Course on Large Language Models
NOTE: You’re only meant to change code marked with “# TODO:”
Table of Contents
- Setting Up
- API Key Configuration
- Connecting to OpenAI API
- Exploring the API
- Creating Chat Completions
- Understanding Completion Parameters
- Prompt Engineering
- Crafting Effective Prompts
- Strategies and Best Practices
- Advanced Techniques
- Utilizing Embeddings
- Function Calling in LLMs
- Extras
- Creating an API key
- Local Development with LLMs
- Context Windows
- Fine-Tuning LLMs
Part 0: Setup
To be able to use OpenAI one needs to configure an API key to the be allowed responses to requests. Remember not to commit this key to any repository or upload it as OpenAI will disable the key if it is found, and others can use it to make requests that you or your organisation (Cogito) will pay for.
import os
from dotenv import load_dotenv
load_dotenv()
# Once you add your API key below, make sure to not share it with anyone! The API key should remain private.

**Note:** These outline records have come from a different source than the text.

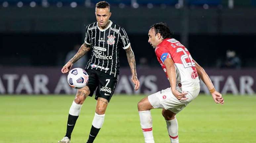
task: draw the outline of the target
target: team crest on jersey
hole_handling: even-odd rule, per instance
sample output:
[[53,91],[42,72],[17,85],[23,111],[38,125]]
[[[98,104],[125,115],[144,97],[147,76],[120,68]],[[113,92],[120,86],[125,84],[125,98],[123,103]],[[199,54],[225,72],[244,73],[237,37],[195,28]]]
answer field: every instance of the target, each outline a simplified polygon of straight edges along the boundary
[[115,43],[115,37],[113,36],[112,35],[111,35],[110,36],[108,36],[107,37],[108,38],[108,39],[107,39],[107,43],[110,45],[113,45]]

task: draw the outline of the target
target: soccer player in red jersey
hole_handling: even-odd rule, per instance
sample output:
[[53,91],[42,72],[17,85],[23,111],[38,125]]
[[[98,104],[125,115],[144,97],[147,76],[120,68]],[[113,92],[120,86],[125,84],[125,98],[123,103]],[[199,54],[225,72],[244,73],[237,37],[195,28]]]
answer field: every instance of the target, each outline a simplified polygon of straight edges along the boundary
[[224,100],[188,49],[172,38],[172,33],[166,24],[160,23],[153,25],[148,36],[148,42],[155,49],[157,60],[170,82],[170,87],[149,95],[138,103],[145,142],[154,142],[150,110],[161,108],[171,142],[179,143],[176,115],[198,95],[200,91],[198,76],[209,89],[216,103],[223,104]]

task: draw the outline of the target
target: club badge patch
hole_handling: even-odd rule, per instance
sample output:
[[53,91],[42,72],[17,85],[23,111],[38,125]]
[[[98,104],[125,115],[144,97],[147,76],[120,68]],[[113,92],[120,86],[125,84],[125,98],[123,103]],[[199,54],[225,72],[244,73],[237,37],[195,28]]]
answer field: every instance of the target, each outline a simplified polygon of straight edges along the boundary
[[110,36],[108,36],[107,37],[108,38],[108,39],[107,39],[107,43],[110,45],[113,45],[115,43],[115,37],[113,36],[112,35],[111,35]]

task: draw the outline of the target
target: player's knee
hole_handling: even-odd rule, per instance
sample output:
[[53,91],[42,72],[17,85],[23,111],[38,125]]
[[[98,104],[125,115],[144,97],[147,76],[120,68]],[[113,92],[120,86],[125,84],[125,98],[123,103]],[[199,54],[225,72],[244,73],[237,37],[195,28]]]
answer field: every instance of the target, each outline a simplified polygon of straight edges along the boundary
[[175,118],[175,114],[172,114],[168,113],[166,110],[162,110],[162,115],[164,118],[165,120],[170,121],[173,120]]
[[139,111],[141,110],[143,108],[143,102],[142,101],[140,101],[138,103],[138,110]]
[[89,94],[90,90],[88,87],[78,89],[74,100],[75,102],[77,104],[82,104],[85,98]]
[[105,114],[106,109],[103,107],[98,107],[96,109],[95,112],[99,115],[102,115]]

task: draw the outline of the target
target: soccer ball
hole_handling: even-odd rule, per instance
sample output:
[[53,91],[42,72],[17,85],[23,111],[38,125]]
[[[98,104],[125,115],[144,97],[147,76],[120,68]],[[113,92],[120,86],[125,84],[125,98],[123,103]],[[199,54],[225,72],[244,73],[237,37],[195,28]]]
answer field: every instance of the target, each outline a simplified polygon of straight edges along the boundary
[[88,83],[89,76],[83,69],[74,68],[69,71],[67,75],[67,82],[73,88],[79,89],[83,87]]

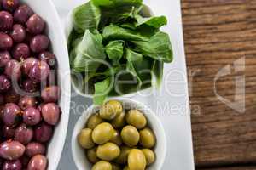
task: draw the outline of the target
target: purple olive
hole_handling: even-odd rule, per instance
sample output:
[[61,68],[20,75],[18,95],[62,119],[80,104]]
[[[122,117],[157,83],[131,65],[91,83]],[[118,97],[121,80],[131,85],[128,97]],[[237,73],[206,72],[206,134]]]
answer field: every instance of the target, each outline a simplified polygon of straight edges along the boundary
[[13,26],[13,16],[7,11],[0,12],[0,31],[6,31]]
[[15,140],[20,142],[24,145],[26,145],[28,143],[30,143],[32,138],[32,128],[26,127],[25,123],[22,123],[15,129]]
[[61,96],[61,88],[58,86],[47,87],[42,91],[41,96],[45,103],[57,102]]
[[15,60],[11,60],[6,64],[4,73],[11,80],[19,80],[21,76],[20,70],[20,64]]
[[14,13],[15,21],[20,24],[25,24],[28,18],[33,14],[33,11],[27,5],[19,7]]
[[28,157],[32,157],[36,155],[44,155],[46,148],[44,144],[37,142],[30,143],[26,145],[25,154]]
[[20,0],[2,0],[3,8],[8,11],[14,11],[20,4]]
[[0,92],[6,92],[11,88],[11,82],[4,75],[0,76]]
[[28,58],[24,60],[22,65],[22,71],[25,75],[28,76],[31,69],[38,62],[36,58]]
[[18,160],[25,153],[25,146],[17,141],[6,141],[0,144],[0,156],[8,161]]
[[15,24],[13,26],[13,31],[11,31],[10,36],[14,42],[21,42],[26,38],[26,30],[21,25]]
[[15,137],[15,129],[8,126],[3,126],[3,137],[7,139],[13,139]]
[[38,62],[30,71],[29,77],[34,82],[42,82],[47,79],[49,74],[49,66],[44,61]]
[[44,156],[37,155],[33,156],[27,166],[27,170],[46,170],[48,161]]
[[49,39],[47,36],[38,35],[32,38],[30,48],[34,53],[41,53],[48,48],[49,44]]
[[27,31],[32,34],[40,34],[45,27],[44,20],[38,15],[32,15],[26,22]]
[[30,49],[26,43],[19,43],[13,49],[13,57],[17,60],[27,59],[29,55]]
[[0,32],[0,49],[7,50],[13,47],[13,39],[3,32]]
[[[26,167],[30,159],[27,156],[23,156],[20,160],[21,162],[22,167]],[[23,170],[26,170],[26,168],[23,168]]]
[[38,109],[33,107],[27,108],[23,113],[23,121],[30,126],[37,125],[41,121],[41,113]]
[[37,99],[33,97],[25,96],[19,101],[19,106],[22,110],[26,110],[29,107],[34,107],[37,105]]
[[20,120],[22,110],[14,103],[5,105],[3,110],[3,122],[9,127],[15,127]]
[[5,94],[4,100],[5,103],[18,103],[20,99],[20,95],[12,88],[9,93]]
[[22,82],[22,88],[27,93],[34,93],[38,91],[38,84],[31,79],[26,79]]
[[55,68],[56,65],[56,57],[50,52],[44,51],[39,54],[39,60],[45,61],[50,68]]
[[22,164],[20,160],[16,161],[6,161],[3,165],[2,170],[21,170]]
[[8,51],[0,52],[0,67],[5,67],[10,60],[11,56]]
[[34,130],[34,138],[39,143],[47,143],[53,134],[53,128],[44,122],[39,124]]
[[48,103],[42,107],[42,116],[48,124],[57,124],[60,120],[60,107],[55,103]]

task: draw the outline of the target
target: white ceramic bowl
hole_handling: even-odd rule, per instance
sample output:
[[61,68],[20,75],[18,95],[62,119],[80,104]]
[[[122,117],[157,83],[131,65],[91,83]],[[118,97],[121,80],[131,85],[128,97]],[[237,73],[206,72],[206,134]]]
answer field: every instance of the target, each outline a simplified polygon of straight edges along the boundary
[[[89,0],[84,0],[84,2],[83,2],[83,4],[87,3]],[[81,5],[81,4],[80,4]],[[64,26],[65,26],[65,35],[66,35],[66,38],[67,40],[68,39],[69,34],[72,31],[73,28],[73,19],[72,19],[72,12],[70,11],[66,18],[66,20],[64,21]],[[145,16],[145,17],[150,17],[150,16],[154,16],[154,12],[153,10],[147,5],[143,5],[143,8],[142,8],[142,12],[141,12],[142,15]],[[75,73],[76,74],[76,73]],[[76,78],[79,78],[79,81],[76,80]],[[93,98],[93,94],[90,93],[84,93],[83,91],[83,88],[84,87],[82,87],[82,80],[83,77],[81,77],[81,75],[77,74],[76,76],[73,76],[73,74],[71,74],[71,83],[72,86],[73,88],[73,89],[75,90],[75,92],[84,97],[86,98]],[[143,90],[140,90],[140,92],[143,92],[143,93],[150,93],[150,91],[152,90],[152,88],[148,88]],[[90,91],[90,89],[88,91]],[[123,95],[124,97],[126,96],[132,96],[136,94],[137,92],[133,92],[131,94],[127,94]]]
[[70,105],[70,68],[67,42],[61,23],[51,0],[23,0],[47,22],[47,33],[51,48],[58,60],[58,82],[61,88],[60,106],[62,115],[48,147],[48,170],[56,170],[61,159],[68,126]]
[[[145,114],[148,126],[154,132],[157,143],[154,148],[156,154],[156,162],[151,165],[148,170],[161,170],[166,155],[166,138],[161,122],[154,113],[145,105],[125,98],[112,98],[122,102],[125,109],[137,109]],[[91,163],[90,163],[84,154],[84,150],[80,147],[77,140],[79,132],[84,128],[86,122],[90,115],[98,111],[99,106],[92,105],[90,107],[79,119],[73,132],[72,136],[72,154],[73,161],[79,170],[90,170]]]

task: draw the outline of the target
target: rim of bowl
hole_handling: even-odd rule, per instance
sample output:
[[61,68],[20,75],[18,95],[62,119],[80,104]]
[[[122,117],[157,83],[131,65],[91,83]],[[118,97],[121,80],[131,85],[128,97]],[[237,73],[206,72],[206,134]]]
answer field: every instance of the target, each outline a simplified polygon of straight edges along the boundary
[[[69,34],[73,29],[73,21],[72,21],[72,13],[73,13],[73,10],[71,10],[66,20],[65,20],[65,35],[66,35],[66,39],[68,40],[68,37],[69,37]],[[150,16],[154,16],[154,14],[153,12],[153,9],[147,4],[144,4],[143,3],[143,8],[142,8],[142,12],[141,12],[144,16],[146,17],[150,17]],[[73,77],[73,75],[71,74],[71,84],[72,84],[72,87],[74,89],[74,91],[83,96],[83,97],[86,97],[86,98],[90,98],[92,99],[93,98],[93,94],[86,94],[86,93],[84,93],[82,90],[80,90],[79,88],[79,87],[76,85],[76,82],[75,82],[75,80],[74,78]],[[126,97],[126,96],[130,96],[130,95],[134,95],[135,94],[137,94],[137,92],[141,92],[141,93],[145,93],[148,90],[151,90],[152,89],[152,86],[149,87],[149,88],[147,88],[145,89],[141,89],[141,90],[138,90],[138,91],[136,91],[136,92],[132,92],[132,93],[129,93],[129,94],[123,94],[123,95],[120,95],[122,97]],[[109,97],[109,98],[113,98],[113,97],[119,97],[119,96],[113,96],[113,97]]]
[[[158,116],[155,115],[155,113],[149,109],[146,105],[143,104],[142,102],[137,101],[135,99],[131,99],[129,98],[123,98],[123,97],[113,97],[111,99],[108,99],[107,101],[111,100],[111,99],[116,99],[118,101],[122,102],[123,105],[132,105],[131,108],[134,108],[133,106],[136,105],[136,108],[143,108],[143,112],[145,115],[146,117],[148,117],[147,115],[150,115],[153,116],[154,118],[154,125],[153,122],[149,121],[149,127],[152,127],[152,128],[154,128],[153,127],[157,127],[157,128],[159,129],[159,131],[160,132],[160,142],[159,142],[160,140],[157,139],[157,143],[159,143],[159,145],[161,145],[162,148],[164,148],[163,150],[161,150],[161,155],[160,157],[160,159],[158,158],[158,162],[159,162],[159,166],[157,167],[157,169],[155,170],[160,170],[163,167],[164,162],[166,160],[166,150],[167,150],[167,143],[166,143],[166,132],[164,130],[163,125],[161,123],[161,122],[160,121],[160,119],[158,118]],[[125,104],[124,104],[125,103]],[[125,106],[124,106],[125,108]],[[73,162],[75,162],[75,165],[77,167],[77,168],[79,170],[82,170],[84,169],[85,167],[83,167],[83,162],[79,162],[78,159],[78,154],[75,152],[75,146],[79,146],[78,141],[77,141],[77,136],[79,134],[79,133],[80,132],[80,130],[82,130],[86,124],[86,122],[88,120],[88,118],[95,112],[96,112],[99,110],[100,106],[99,105],[91,105],[90,107],[89,107],[83,114],[82,116],[79,117],[79,119],[78,120],[78,122],[76,122],[73,131],[73,134],[72,134],[72,141],[71,141],[71,144],[72,144],[72,156],[73,156]],[[138,109],[140,110],[140,109]],[[89,161],[88,161],[89,162]],[[150,167],[149,167],[150,168]]]

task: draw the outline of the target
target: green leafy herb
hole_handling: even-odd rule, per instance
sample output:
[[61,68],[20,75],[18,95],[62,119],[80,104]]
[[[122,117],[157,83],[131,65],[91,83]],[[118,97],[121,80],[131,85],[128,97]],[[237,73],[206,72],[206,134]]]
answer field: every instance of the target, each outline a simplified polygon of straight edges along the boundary
[[[101,105],[108,96],[160,87],[172,61],[165,16],[152,16],[143,0],[90,0],[73,11],[70,65],[84,93]],[[79,80],[80,81],[80,80]]]
[[172,48],[168,34],[157,32],[149,41],[133,41],[136,51],[144,56],[151,57],[156,60],[171,63],[172,61]]
[[106,55],[102,44],[102,36],[85,31],[82,41],[76,47],[76,57],[73,61],[73,69],[76,71],[96,71]]
[[117,65],[124,54],[124,42],[118,40],[109,42],[106,46],[106,53],[113,64]]

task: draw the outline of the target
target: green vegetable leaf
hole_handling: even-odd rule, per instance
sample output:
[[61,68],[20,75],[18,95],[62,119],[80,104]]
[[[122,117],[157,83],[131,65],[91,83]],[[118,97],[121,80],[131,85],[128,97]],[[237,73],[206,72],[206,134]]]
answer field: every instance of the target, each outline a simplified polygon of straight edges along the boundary
[[137,21],[136,25],[137,26],[143,26],[146,25],[155,29],[159,29],[167,24],[167,19],[165,16],[143,18],[141,15],[137,14],[136,20]]
[[144,56],[151,57],[156,60],[171,63],[173,52],[169,35],[165,32],[157,32],[149,41],[132,41],[136,45],[135,51],[142,53]]
[[106,55],[102,45],[102,36],[85,31],[83,40],[76,47],[73,69],[79,72],[96,71]]
[[96,29],[101,20],[100,8],[89,2],[77,7],[73,12],[73,26],[78,31]]
[[111,78],[106,78],[104,81],[97,82],[94,85],[95,94],[93,97],[93,102],[95,105],[102,105],[108,93],[111,90]]
[[119,26],[106,26],[103,30],[104,41],[126,40],[126,41],[148,41],[148,37],[142,36],[139,32]]
[[113,61],[113,65],[117,65],[124,54],[124,42],[109,42],[106,46],[106,53],[108,54],[108,58]]

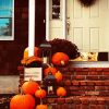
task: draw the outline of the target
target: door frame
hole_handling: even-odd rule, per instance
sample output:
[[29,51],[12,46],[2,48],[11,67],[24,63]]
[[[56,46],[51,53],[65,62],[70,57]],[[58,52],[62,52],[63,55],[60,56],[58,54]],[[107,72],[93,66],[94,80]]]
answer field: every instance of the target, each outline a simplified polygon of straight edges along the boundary
[[[62,39],[66,39],[66,0],[62,2]],[[50,38],[50,0],[46,0],[46,40]]]

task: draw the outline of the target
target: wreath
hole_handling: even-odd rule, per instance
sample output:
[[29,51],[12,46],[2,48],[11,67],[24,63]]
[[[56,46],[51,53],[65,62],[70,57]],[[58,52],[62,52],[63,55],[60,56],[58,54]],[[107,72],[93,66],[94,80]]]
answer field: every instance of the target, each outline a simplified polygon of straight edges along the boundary
[[96,0],[78,0],[84,7],[90,7],[95,4]]

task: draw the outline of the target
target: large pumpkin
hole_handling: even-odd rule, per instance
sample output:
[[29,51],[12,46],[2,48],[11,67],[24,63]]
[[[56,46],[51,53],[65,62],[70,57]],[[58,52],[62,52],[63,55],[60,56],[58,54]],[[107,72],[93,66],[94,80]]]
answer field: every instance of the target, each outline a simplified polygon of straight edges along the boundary
[[48,109],[47,105],[37,105],[36,109]]
[[52,73],[53,75],[57,73],[57,69],[56,68],[53,68],[53,66],[48,66],[48,68],[46,68],[45,70],[44,70],[44,74],[45,75],[48,75],[48,73]]
[[[34,48],[34,56],[35,56],[35,57],[38,57],[38,53],[39,53],[39,48],[38,48],[38,47],[35,47],[35,48]],[[25,59],[25,58],[28,58],[28,47],[25,48],[23,58],[24,58],[24,59]]]
[[65,90],[64,87],[59,87],[59,88],[57,89],[57,96],[63,97],[63,96],[65,96],[65,95],[66,95],[66,90]]
[[38,83],[36,83],[35,81],[28,81],[28,82],[25,82],[23,85],[22,85],[22,90],[24,94],[31,94],[31,95],[34,95],[35,92],[39,88],[39,85]]
[[32,95],[15,95],[11,98],[10,109],[34,109],[35,99]]
[[63,52],[56,52],[51,61],[55,65],[65,65],[69,62],[69,56]]
[[55,77],[57,78],[57,82],[61,82],[62,81],[62,73],[60,71],[58,71],[56,74],[55,74]]
[[46,97],[46,90],[39,88],[38,90],[35,92],[35,96],[38,98],[44,98],[44,97]]

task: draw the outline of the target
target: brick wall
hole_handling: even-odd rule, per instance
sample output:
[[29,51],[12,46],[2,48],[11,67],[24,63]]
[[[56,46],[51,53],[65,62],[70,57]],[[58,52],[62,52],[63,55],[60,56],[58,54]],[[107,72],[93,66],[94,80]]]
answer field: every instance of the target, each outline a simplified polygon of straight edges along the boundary
[[16,75],[28,43],[28,0],[15,0],[14,40],[0,40],[0,75]]
[[[65,87],[63,98],[45,98],[49,109],[109,109],[109,68],[58,68],[63,81],[58,86]],[[23,82],[23,68],[20,82]]]

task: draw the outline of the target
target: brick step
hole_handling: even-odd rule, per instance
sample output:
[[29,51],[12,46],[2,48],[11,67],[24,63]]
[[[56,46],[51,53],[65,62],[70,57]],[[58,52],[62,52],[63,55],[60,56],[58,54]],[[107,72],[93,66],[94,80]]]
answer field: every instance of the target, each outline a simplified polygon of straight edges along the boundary
[[50,109],[109,109],[109,96],[73,96],[68,98],[45,98]]

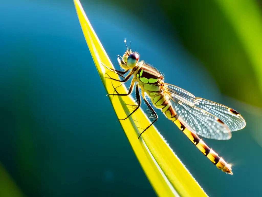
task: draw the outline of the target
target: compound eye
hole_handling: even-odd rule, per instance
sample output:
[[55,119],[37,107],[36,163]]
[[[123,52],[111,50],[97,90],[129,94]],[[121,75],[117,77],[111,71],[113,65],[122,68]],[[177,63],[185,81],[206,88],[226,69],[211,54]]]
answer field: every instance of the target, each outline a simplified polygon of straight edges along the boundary
[[132,68],[135,65],[139,59],[139,55],[137,53],[130,54],[127,58],[127,64],[128,67]]

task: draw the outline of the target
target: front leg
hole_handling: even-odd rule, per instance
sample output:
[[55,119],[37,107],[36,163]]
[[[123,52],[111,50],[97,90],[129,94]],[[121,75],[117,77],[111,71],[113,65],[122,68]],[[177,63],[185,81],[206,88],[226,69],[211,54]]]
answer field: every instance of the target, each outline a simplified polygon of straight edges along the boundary
[[[101,64],[102,64],[102,65],[108,69],[109,70],[110,70],[110,71],[112,71],[112,72],[113,72],[116,74],[118,75],[119,76],[121,77],[123,77],[123,78],[124,78],[124,77],[120,74],[125,74],[125,73],[127,73],[127,72],[129,70],[129,69],[125,70],[124,71],[121,71],[120,70],[116,70],[115,69],[113,69],[110,68],[103,63],[101,63]],[[120,73],[120,74],[119,73]]]
[[122,82],[124,83],[128,80],[128,79],[129,79],[130,77],[131,77],[131,76],[132,75],[133,75],[133,73],[131,71],[131,72],[130,72],[129,74],[128,75],[125,77],[125,78],[123,80],[118,80],[117,79],[114,79],[113,78],[112,78],[109,76],[108,74],[107,75],[107,76],[108,76],[109,77],[105,77],[105,78],[106,79],[111,79],[112,80],[116,81],[119,81],[119,82]]
[[[128,95],[129,95],[132,93],[132,91],[133,91],[134,85],[135,84],[135,81],[134,80],[132,80],[131,82],[131,85],[130,85],[130,87],[129,88],[129,90],[128,91],[128,92],[127,94],[118,94],[118,92],[117,92],[118,93],[117,94],[108,94],[106,96],[108,96],[109,95],[116,95],[118,96],[127,96]],[[115,90],[116,90],[115,89]]]

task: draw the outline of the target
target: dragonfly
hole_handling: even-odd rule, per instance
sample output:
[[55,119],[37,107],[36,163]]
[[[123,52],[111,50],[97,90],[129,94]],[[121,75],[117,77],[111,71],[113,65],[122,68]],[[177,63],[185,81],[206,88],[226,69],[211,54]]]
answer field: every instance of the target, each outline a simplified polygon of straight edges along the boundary
[[[231,165],[209,148],[198,136],[218,140],[231,138],[231,132],[242,129],[245,126],[243,117],[235,110],[225,105],[194,95],[182,88],[164,82],[162,74],[156,69],[143,61],[139,61],[140,55],[133,52],[126,44],[127,49],[122,56],[118,55],[117,61],[124,71],[110,68],[124,78],[118,80],[109,75],[106,77],[123,83],[133,76],[128,92],[120,94],[114,87],[116,94],[108,95],[126,96],[133,92],[135,85],[138,105],[125,118],[134,113],[141,106],[142,97],[152,112],[153,120],[138,137],[156,122],[158,117],[147,100],[147,96],[152,105],[160,110],[165,116],[173,122],[204,154],[219,169],[232,175]],[[125,77],[123,76],[129,71]]]

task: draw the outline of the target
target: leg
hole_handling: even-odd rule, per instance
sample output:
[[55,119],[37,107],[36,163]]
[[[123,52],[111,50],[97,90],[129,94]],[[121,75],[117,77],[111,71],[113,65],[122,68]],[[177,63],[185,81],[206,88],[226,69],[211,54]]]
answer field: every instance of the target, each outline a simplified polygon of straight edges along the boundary
[[108,74],[107,75],[109,77],[105,77],[105,78],[106,79],[111,79],[112,80],[116,81],[119,81],[119,82],[124,82],[128,80],[128,79],[129,79],[129,78],[130,78],[130,77],[131,77],[131,76],[132,75],[133,75],[133,73],[132,72],[131,72],[127,76],[125,77],[125,78],[123,80],[118,80],[117,79],[114,79],[113,78],[112,78],[110,77],[110,76],[108,75]]
[[[117,91],[117,94],[108,94],[106,96],[108,96],[108,95],[117,95],[118,96],[127,96],[128,95],[129,95],[131,94],[133,91],[133,88],[134,87],[134,85],[135,84],[135,81],[134,80],[132,80],[132,82],[131,82],[131,85],[130,86],[130,87],[129,88],[129,90],[128,91],[128,93],[127,94],[118,94],[118,92]],[[114,87],[114,89],[116,91],[116,89]]]
[[146,100],[146,99],[145,98],[145,96],[143,96],[143,98],[144,99],[144,100],[145,100],[145,101],[146,102],[146,105],[147,105],[148,106],[148,107],[149,108],[150,111],[153,113],[153,114],[154,115],[154,116],[155,116],[155,119],[154,121],[153,121],[153,122],[152,122],[150,124],[150,125],[146,128],[139,135],[139,136],[138,137],[138,139],[139,139],[139,138],[140,138],[140,136],[141,136],[141,135],[142,134],[142,133],[145,131],[146,130],[152,126],[153,125],[153,124],[155,123],[155,122],[157,120],[157,119],[158,118],[158,116],[157,116],[157,115],[156,114],[156,112],[155,112],[155,110],[154,110],[154,109],[153,108],[153,107],[152,107],[152,106],[151,106],[150,104],[149,104],[148,102]]
[[[105,64],[104,64],[103,63],[101,63],[101,64],[102,64],[103,65],[103,66],[105,66],[105,67],[108,70],[110,70],[110,71],[112,71],[112,72],[114,72],[116,74],[117,74],[118,75],[119,75],[119,76],[120,76],[121,77],[123,77],[123,78],[124,78],[124,76],[123,76],[123,75],[122,75],[120,74],[119,74],[119,73],[120,73],[120,74],[125,74],[125,73],[127,73],[127,72],[128,72],[128,71],[129,70],[126,70],[125,71],[120,71],[120,70],[115,70],[114,69],[112,69],[110,68],[108,66],[106,66]],[[118,73],[118,72],[119,73]]]
[[136,87],[135,90],[135,94],[137,95],[137,102],[138,103],[138,105],[130,105],[133,106],[137,106],[137,107],[135,109],[135,110],[132,112],[126,118],[124,119],[119,119],[119,120],[125,120],[126,119],[129,117],[129,116],[134,113],[140,107],[140,106],[141,106],[141,98],[140,97],[140,94],[139,94],[139,89],[138,89],[138,84],[137,83],[137,86]]

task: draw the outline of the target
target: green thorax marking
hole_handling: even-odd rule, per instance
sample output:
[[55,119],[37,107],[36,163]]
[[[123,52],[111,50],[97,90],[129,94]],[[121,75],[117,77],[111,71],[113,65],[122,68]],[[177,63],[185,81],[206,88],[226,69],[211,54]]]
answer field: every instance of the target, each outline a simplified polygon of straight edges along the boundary
[[140,80],[145,84],[154,84],[158,81],[159,73],[150,67],[144,66],[138,70],[137,77]]

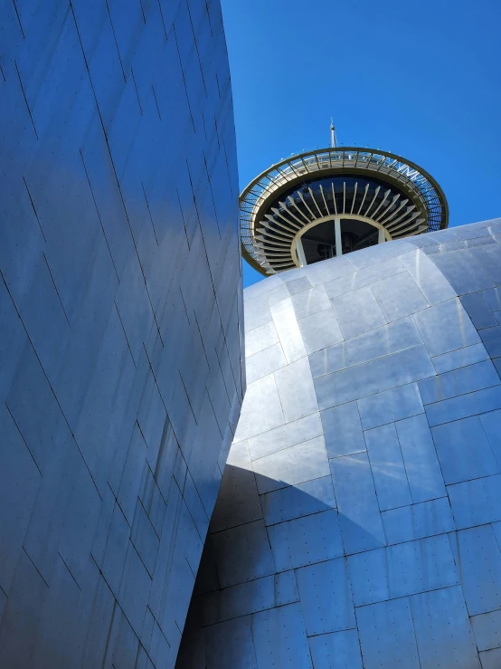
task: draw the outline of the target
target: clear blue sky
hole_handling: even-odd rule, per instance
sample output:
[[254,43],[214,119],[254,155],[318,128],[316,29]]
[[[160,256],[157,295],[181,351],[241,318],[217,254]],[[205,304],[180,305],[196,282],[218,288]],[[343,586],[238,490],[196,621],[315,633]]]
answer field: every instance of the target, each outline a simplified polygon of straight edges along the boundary
[[[240,184],[338,141],[440,184],[450,225],[501,216],[500,0],[222,0]],[[262,277],[244,263],[244,285]]]

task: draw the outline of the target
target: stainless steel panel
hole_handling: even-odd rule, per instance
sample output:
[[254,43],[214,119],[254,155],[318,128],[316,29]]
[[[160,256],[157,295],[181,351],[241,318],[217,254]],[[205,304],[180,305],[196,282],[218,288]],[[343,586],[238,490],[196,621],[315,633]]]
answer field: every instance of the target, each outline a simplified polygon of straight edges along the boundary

OPENAI_API_KEY: str = os.getenv(“OPENAI_API_KEY”)
# There are many different models to try out “gpt-4”, “gpt-4-turbo-preview”, “gpt-3.5-turbo”
MODEL_NAME: str = “gpt-3.5-turbo”
if not OPENAI_API_KEY:
print(“[ERROR] The key is not configured correctly”)
else:
print(“[SUCCESS] API Key is configured correctly.”)
from openai import OpenAI
client = OpenAI(
api_key=OPENAI_API_KEY,
)
Part 1: API Connections (10 min)
completion = client.chat.completions.create(
model=MODEL_NAME,
messages=[
{“role”: “system”, “content”: “You are a poetic assistant, skilled in explaining complex AI concepts with creative flair.”},
{“role”: “user”, “content”: “Create a limerick about Large Language Models”}
]
)
print(“The Answer for the language model “)
print(completion)
print(“\nThe answer of the model: “)
print(completion.choices[0].message.content)
Part 2: Understanding Completion Parameters (15 min)
Key Parameters:
- Model Name: Specifies the particular model version you want to use (e.g., text-davinci-003). Different models have varying capabilities, sizes, and costs.
- Messages: The list of input text that you provide to the model. This is where the art of prompt engineering comes into play, guiding the model to generate the desired output.
- Temperature: Controls the randomness of the output. A higher temperature leads to more varied responses, while a lower temperature results in more deterministic outputs. It’s typically set between 0 and 2.
- Max Tokens: Determines the maximum length of the model’s response, measured in tokens (words or pieces of words). This helps control output verbosity.
- Top P: Influences sample diversity by only considering the top P percent of probability mass when generating responses. Adjusting this can affect the creativity and relevance of the output.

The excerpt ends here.